CAPEC-147: XML Ping of the Death
An attacker initiates a resource depletion attack where a large number of small XML messages are delivered at a sufficiently rapid rate to cause a denial of service or crash of the target. Transactions such as repetitive SOAP transactions can deplete resources faster than a simple flooding attack because of the additional resources used by the SOAP protocol and the resources necessary to process SOAP messages. The transactions used are immaterial as long as they cause resource utilization on the target. In other words, this is a normal flooding attack augmented by using messages that will require extra processing on the target.

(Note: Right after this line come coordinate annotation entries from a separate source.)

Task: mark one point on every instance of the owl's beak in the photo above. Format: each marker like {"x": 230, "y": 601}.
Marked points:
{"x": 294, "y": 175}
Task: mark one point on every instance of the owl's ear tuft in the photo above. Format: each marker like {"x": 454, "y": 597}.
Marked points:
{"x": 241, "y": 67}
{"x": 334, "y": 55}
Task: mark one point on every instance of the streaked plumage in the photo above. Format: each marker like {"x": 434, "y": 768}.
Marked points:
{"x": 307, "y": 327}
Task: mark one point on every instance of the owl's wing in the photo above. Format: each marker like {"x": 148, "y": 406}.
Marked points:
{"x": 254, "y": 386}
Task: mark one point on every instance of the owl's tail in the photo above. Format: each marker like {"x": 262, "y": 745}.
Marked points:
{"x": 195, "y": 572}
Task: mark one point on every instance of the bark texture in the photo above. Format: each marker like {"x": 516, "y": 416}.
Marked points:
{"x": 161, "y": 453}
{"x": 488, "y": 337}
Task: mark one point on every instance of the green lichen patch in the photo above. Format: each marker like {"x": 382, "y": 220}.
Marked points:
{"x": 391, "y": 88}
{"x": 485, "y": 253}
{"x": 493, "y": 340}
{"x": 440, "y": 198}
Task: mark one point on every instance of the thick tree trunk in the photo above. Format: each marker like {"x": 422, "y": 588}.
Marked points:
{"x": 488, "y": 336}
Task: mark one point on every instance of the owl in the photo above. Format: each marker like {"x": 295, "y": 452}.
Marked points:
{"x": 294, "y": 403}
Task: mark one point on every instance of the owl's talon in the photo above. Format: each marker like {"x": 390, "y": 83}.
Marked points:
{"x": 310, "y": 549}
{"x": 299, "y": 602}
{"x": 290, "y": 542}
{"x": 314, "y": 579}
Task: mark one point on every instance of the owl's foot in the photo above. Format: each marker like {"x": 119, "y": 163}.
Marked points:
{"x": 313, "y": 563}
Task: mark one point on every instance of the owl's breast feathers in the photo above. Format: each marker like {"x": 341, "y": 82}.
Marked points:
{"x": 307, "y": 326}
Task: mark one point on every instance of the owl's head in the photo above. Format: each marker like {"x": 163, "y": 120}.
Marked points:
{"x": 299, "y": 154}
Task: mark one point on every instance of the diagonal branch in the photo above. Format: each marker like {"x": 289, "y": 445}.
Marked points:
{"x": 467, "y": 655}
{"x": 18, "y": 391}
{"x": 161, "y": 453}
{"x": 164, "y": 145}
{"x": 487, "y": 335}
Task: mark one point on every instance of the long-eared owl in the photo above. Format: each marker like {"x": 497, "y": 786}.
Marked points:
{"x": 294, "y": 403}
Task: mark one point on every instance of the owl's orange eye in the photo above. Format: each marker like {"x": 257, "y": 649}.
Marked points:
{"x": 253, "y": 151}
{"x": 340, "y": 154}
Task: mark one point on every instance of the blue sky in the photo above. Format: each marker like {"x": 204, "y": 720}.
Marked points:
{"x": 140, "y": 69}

CAPEC-227: Sustained Client Engagement
An adversary attempts to deny legitimate users access to a resource by continually engaging a specific resource in an attempt to keep the resource tied up as long as possible. The adversary's primary goal is not to crash or flood the target, which would alert defenders; rather it is to repeatedly perform actions or abuse algorithmic flaws such that a given resource is tied up and not available to a legitimate user. By carefully crafting a requests that keep the resource engaged through what is seemingly benign requests, legitimate users are limited or completely denied access to the resource.
CAPEC-492: Regular Expression Exponential Blowup
An adversary may execute an attack on a program that uses a poor Regular Expression(Regex) implementation by choosing input that results in an extreme situation for the Regex. A typical extreme situation operates at exponential time compared to the input size. This is due to most implementations using a Nondeterministic Finite Automaton(NFA) state machine to be built by the Regex algorithm since NFA allows backtracking and thus more complex regular expressions.